The Watermelon Woman (1996) – Cheryl Dunye
Cheryl is young, Black, and lesbian, working in Philadelphia with her best friend Tamara and consumed by a film project: to make a video about her search for a Black actress from Philly who appeared in films in the 30s and was known as the Watermelon Woman. Following various leads, Cheryl discovers the Watermelon Woman's stage name and real name and surmises that the actress had a long affair with Martha Page, a White woman and one of Hollywood's few female directors. As she's discovering these things, Cheryl becomes involved with Diana, who's also White. The affair strains Cheryl's friendship with Tamara. More discoveries bring Cheryl (and us, her audience) to new realizations.
- Penn State Resources
Center for Sexual and Gender Diversity - Located on the lower level of the HUB Robeson Center, the Center for Sexual and Gender Diversity is committed to serving students and their holistic student development. The Center also has discussion groups for students with multiple marginalized identities.

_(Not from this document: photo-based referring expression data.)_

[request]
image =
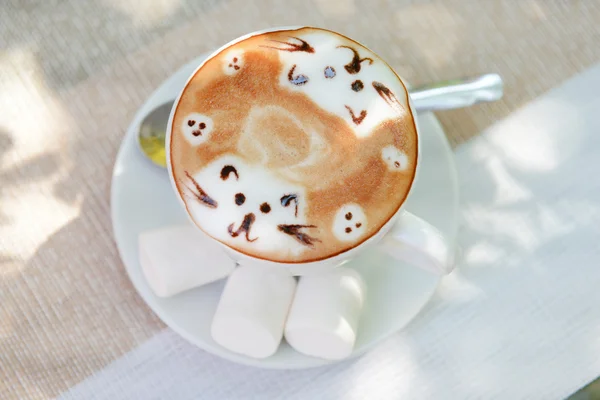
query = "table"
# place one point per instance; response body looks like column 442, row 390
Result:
column 72, row 75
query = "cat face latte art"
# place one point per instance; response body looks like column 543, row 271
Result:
column 293, row 146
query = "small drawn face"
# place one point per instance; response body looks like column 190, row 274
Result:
column 233, row 62
column 394, row 158
column 249, row 207
column 197, row 128
column 350, row 223
column 343, row 78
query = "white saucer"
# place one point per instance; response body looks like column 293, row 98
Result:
column 142, row 199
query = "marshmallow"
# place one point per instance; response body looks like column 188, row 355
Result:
column 251, row 314
column 178, row 258
column 324, row 316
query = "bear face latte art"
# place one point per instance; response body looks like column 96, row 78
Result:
column 293, row 145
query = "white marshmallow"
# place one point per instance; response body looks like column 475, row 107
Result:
column 252, row 310
column 324, row 316
column 178, row 258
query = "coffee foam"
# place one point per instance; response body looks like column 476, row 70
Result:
column 310, row 123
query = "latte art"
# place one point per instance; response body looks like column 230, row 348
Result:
column 293, row 146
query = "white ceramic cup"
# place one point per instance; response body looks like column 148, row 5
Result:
column 405, row 236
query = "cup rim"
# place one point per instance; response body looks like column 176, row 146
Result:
column 335, row 259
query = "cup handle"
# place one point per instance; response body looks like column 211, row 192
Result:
column 417, row 242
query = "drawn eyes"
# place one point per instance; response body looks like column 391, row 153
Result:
column 227, row 170
column 265, row 208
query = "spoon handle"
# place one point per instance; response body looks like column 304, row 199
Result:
column 457, row 93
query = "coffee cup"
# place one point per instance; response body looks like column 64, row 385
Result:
column 296, row 148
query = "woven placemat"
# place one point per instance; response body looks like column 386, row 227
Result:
column 72, row 74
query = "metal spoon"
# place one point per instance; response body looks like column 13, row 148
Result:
column 440, row 96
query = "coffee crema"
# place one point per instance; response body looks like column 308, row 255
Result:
column 293, row 145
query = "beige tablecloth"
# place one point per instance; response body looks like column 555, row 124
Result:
column 73, row 73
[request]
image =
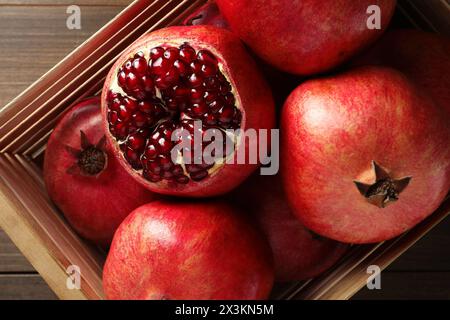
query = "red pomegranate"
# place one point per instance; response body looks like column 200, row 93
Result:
column 168, row 81
column 299, row 253
column 365, row 155
column 187, row 250
column 84, row 179
column 309, row 36
column 424, row 57
column 208, row 14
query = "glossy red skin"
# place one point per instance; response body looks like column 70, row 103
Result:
column 208, row 14
column 257, row 105
column 424, row 57
column 180, row 251
column 332, row 128
column 305, row 37
column 298, row 253
column 94, row 206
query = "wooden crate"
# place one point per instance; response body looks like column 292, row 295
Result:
column 40, row 231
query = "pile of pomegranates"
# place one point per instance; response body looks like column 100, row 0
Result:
column 160, row 171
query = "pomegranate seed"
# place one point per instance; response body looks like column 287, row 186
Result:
column 182, row 179
column 195, row 80
column 161, row 84
column 199, row 176
column 165, row 163
column 210, row 119
column 113, row 118
column 130, row 104
column 156, row 53
column 216, row 105
column 124, row 114
column 182, row 68
column 160, row 66
column 196, row 67
column 172, row 76
column 148, row 84
column 199, row 109
column 128, row 66
column 151, row 152
column 209, row 70
column 122, row 79
column 140, row 65
column 196, row 95
column 131, row 82
column 155, row 168
column 226, row 114
column 140, row 119
column 152, row 177
column 212, row 84
column 210, row 96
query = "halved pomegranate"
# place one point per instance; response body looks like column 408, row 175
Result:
column 177, row 86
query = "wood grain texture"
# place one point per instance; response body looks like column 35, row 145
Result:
column 19, row 287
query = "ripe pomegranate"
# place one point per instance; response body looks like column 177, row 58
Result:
column 299, row 254
column 424, row 57
column 366, row 155
column 166, row 82
column 208, row 14
column 305, row 37
column 187, row 250
column 84, row 179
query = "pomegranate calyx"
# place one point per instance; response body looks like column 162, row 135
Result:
column 385, row 190
column 91, row 160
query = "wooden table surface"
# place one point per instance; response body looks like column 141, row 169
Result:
column 34, row 37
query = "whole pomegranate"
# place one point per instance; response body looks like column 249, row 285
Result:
column 424, row 57
column 208, row 14
column 84, row 179
column 187, row 250
column 365, row 155
column 171, row 80
column 309, row 36
column 299, row 254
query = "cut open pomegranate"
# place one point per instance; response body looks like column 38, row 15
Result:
column 185, row 87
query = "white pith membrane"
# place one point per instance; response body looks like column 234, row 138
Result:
column 235, row 137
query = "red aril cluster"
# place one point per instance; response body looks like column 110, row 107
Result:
column 163, row 93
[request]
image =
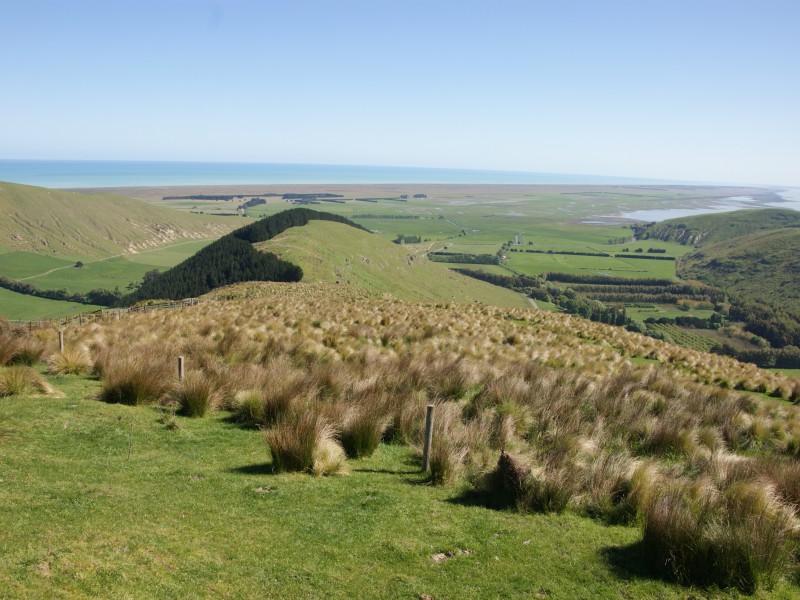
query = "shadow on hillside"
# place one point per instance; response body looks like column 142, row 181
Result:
column 492, row 500
column 629, row 562
column 255, row 469
column 389, row 471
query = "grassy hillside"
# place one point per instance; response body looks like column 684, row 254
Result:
column 761, row 266
column 71, row 225
column 334, row 253
column 606, row 429
column 16, row 306
column 711, row 228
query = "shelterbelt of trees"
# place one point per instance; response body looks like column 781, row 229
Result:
column 587, row 296
column 232, row 259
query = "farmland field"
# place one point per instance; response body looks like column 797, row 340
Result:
column 29, row 308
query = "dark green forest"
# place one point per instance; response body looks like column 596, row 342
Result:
column 232, row 259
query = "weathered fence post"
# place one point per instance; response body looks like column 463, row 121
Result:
column 426, row 450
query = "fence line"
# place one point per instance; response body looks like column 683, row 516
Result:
column 104, row 314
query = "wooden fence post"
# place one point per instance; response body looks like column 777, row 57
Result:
column 426, row 450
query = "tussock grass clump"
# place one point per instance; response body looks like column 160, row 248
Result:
column 533, row 488
column 28, row 352
column 742, row 537
column 305, row 442
column 449, row 447
column 18, row 379
column 363, row 427
column 72, row 361
column 609, row 483
column 197, row 395
column 136, row 380
column 10, row 339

Multicultural Resource Center - The Multicultural Resource Center (MRC) provides individual counseling and educational services for undergraduate multicultural students at University Park and assists students in meeting the challenges associated with education and attaining a degree at a major research institution. MRC counselors work with students on a variety of issues, and the staff is dedicated to helping students succeed and graduate from Penn State.

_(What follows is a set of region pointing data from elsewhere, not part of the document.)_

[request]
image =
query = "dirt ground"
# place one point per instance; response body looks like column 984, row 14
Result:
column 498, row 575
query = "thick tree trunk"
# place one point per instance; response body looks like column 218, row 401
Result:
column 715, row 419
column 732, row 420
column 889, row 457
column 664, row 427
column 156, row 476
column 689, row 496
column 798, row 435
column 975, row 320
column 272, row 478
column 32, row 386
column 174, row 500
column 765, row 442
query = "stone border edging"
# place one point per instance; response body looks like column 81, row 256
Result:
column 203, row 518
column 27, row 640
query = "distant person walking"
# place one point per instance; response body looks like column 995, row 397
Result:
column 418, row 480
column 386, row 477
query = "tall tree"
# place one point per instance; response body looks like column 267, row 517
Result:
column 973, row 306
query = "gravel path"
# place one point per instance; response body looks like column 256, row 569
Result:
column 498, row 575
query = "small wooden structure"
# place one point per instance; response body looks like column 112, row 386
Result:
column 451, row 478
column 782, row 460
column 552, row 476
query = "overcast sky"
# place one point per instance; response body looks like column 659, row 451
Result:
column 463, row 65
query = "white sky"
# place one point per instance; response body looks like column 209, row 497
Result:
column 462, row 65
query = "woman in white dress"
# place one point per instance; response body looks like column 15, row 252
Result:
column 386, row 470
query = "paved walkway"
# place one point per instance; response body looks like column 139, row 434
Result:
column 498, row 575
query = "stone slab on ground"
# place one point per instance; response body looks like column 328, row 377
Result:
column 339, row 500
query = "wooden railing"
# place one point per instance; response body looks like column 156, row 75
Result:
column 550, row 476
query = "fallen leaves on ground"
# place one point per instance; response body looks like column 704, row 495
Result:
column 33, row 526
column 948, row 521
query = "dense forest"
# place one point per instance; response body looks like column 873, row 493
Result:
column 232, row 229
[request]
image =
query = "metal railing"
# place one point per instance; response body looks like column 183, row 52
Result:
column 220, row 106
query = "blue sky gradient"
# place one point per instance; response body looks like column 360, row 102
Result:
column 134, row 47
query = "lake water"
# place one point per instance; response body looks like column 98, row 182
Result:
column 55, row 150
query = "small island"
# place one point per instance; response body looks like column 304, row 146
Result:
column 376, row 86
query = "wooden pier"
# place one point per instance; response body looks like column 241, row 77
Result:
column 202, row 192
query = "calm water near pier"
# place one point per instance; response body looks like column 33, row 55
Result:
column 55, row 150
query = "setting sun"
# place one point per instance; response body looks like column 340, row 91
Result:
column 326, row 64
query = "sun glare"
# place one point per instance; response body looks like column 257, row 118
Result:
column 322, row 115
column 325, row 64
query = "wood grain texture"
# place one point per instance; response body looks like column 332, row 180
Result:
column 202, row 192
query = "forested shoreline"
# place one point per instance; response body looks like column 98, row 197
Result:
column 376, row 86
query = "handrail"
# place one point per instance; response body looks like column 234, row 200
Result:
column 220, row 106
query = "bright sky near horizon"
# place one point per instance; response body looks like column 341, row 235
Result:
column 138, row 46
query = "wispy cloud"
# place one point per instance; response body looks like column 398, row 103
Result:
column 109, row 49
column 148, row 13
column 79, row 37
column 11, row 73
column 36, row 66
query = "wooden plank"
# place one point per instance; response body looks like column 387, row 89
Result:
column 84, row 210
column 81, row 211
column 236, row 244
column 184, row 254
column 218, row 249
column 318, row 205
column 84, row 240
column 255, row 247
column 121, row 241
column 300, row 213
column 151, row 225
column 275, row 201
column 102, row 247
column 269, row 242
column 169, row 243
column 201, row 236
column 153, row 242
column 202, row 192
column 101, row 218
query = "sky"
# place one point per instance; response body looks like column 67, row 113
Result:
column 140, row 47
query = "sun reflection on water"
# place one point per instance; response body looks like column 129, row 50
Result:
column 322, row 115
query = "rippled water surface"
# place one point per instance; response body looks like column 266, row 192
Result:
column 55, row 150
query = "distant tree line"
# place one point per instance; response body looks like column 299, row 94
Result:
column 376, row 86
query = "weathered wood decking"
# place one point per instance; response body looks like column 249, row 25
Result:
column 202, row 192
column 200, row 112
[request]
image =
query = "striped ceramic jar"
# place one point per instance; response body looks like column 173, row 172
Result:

Paul Robeson Cultural Center - The Paul Robeson Cultural Center provides programs and services that encourage the appreciation of the diverse perspectives, experiences, and cultures of many under-represented communities that comprise the student, faculty, staff, and community population of University Park and State College, Pennsylvania.

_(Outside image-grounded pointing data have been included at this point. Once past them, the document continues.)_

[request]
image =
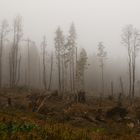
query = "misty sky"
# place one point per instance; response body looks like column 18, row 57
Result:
column 95, row 20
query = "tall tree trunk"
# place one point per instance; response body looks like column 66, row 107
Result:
column 51, row 73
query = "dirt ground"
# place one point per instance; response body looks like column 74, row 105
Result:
column 107, row 118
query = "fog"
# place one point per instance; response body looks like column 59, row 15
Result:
column 94, row 20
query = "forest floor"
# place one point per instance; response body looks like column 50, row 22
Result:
column 60, row 119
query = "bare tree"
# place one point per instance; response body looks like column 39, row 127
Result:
column 131, row 39
column 28, row 53
column 44, row 55
column 102, row 54
column 14, row 58
column 51, row 73
column 71, row 46
column 81, row 67
column 59, row 45
column 3, row 33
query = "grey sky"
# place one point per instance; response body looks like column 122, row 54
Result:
column 95, row 20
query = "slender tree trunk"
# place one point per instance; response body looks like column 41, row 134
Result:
column 1, row 52
column 112, row 89
column 121, row 84
column 51, row 73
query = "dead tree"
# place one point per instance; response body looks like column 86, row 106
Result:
column 121, row 85
column 14, row 58
column 3, row 33
column 102, row 56
column 71, row 46
column 28, row 60
column 131, row 40
column 51, row 73
column 59, row 45
column 44, row 55
column 112, row 89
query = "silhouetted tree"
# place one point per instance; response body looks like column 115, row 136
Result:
column 131, row 39
column 44, row 55
column 81, row 67
column 14, row 57
column 4, row 29
column 59, row 45
column 71, row 46
column 102, row 54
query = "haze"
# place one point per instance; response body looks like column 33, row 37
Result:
column 95, row 20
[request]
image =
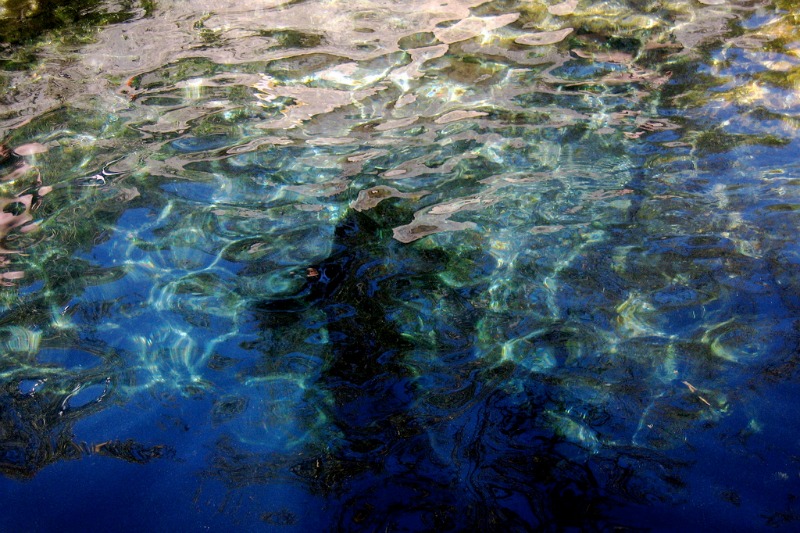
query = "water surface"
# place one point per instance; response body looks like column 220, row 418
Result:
column 316, row 265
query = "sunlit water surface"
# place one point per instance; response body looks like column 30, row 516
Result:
column 397, row 266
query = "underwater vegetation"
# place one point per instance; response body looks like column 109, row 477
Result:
column 372, row 266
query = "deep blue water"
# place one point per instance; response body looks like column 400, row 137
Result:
column 313, row 266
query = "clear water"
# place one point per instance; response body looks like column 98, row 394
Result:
column 320, row 265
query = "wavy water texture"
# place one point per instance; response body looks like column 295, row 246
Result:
column 430, row 265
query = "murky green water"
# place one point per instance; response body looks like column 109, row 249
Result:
column 400, row 266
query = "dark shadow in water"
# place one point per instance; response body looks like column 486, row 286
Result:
column 416, row 445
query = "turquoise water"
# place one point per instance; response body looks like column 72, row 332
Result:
column 376, row 266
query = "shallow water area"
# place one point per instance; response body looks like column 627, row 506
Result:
column 375, row 266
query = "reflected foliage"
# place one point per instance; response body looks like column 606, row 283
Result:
column 512, row 266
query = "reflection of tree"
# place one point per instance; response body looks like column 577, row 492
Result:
column 25, row 19
column 40, row 400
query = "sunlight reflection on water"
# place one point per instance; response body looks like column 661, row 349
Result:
column 438, row 264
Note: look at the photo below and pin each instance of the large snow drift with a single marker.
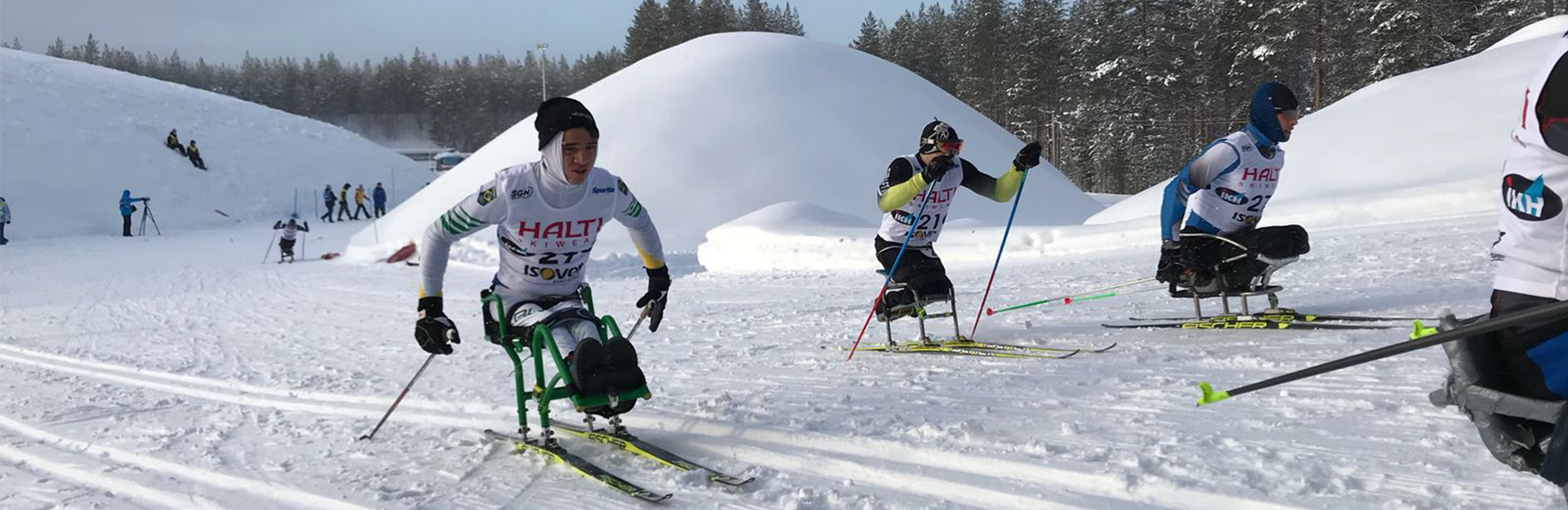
(715, 128)
(1419, 145)
(74, 136)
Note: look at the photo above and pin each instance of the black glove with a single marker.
(1172, 267)
(433, 330)
(656, 297)
(937, 168)
(1027, 157)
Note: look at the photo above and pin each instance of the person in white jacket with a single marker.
(549, 216)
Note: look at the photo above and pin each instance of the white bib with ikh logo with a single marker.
(937, 198)
(1530, 255)
(1236, 199)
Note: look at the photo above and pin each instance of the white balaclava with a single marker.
(552, 184)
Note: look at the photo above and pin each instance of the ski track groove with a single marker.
(114, 485)
(770, 441)
(274, 491)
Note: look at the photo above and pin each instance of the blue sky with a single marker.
(223, 30)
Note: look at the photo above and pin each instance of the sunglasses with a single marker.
(951, 146)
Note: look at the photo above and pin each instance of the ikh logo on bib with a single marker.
(1530, 199)
(1232, 195)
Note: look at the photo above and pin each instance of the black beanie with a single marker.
(559, 115)
(937, 132)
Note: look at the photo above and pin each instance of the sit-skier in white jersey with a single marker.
(548, 217)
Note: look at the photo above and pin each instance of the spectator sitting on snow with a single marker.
(380, 195)
(195, 156)
(126, 209)
(5, 218)
(286, 244)
(173, 141)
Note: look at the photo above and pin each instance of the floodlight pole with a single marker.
(545, 87)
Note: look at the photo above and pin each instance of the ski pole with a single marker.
(1079, 298)
(399, 399)
(269, 247)
(894, 267)
(1009, 230)
(1556, 310)
(639, 322)
(1071, 295)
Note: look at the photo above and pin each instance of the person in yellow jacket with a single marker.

In each academic department, there are professionals dedicated to diversity and inclusion. Please see the Treasure student resource book for a comprehensive list of professionals and their departments.
A list of Multicultural Leaders is also available on our Explore Resources site.
There are student organizations that are open and affirming to students with intersecting identities and multiple marginalized identities.
Commonwealth Campus LGBTQ Organizations (by campus)
Sovereign Magazine - This magazine is Penn State’s first and only magazine produced by and for students of color. This free magazine is a resource for students to know of the goings-on of communities of color at this institution.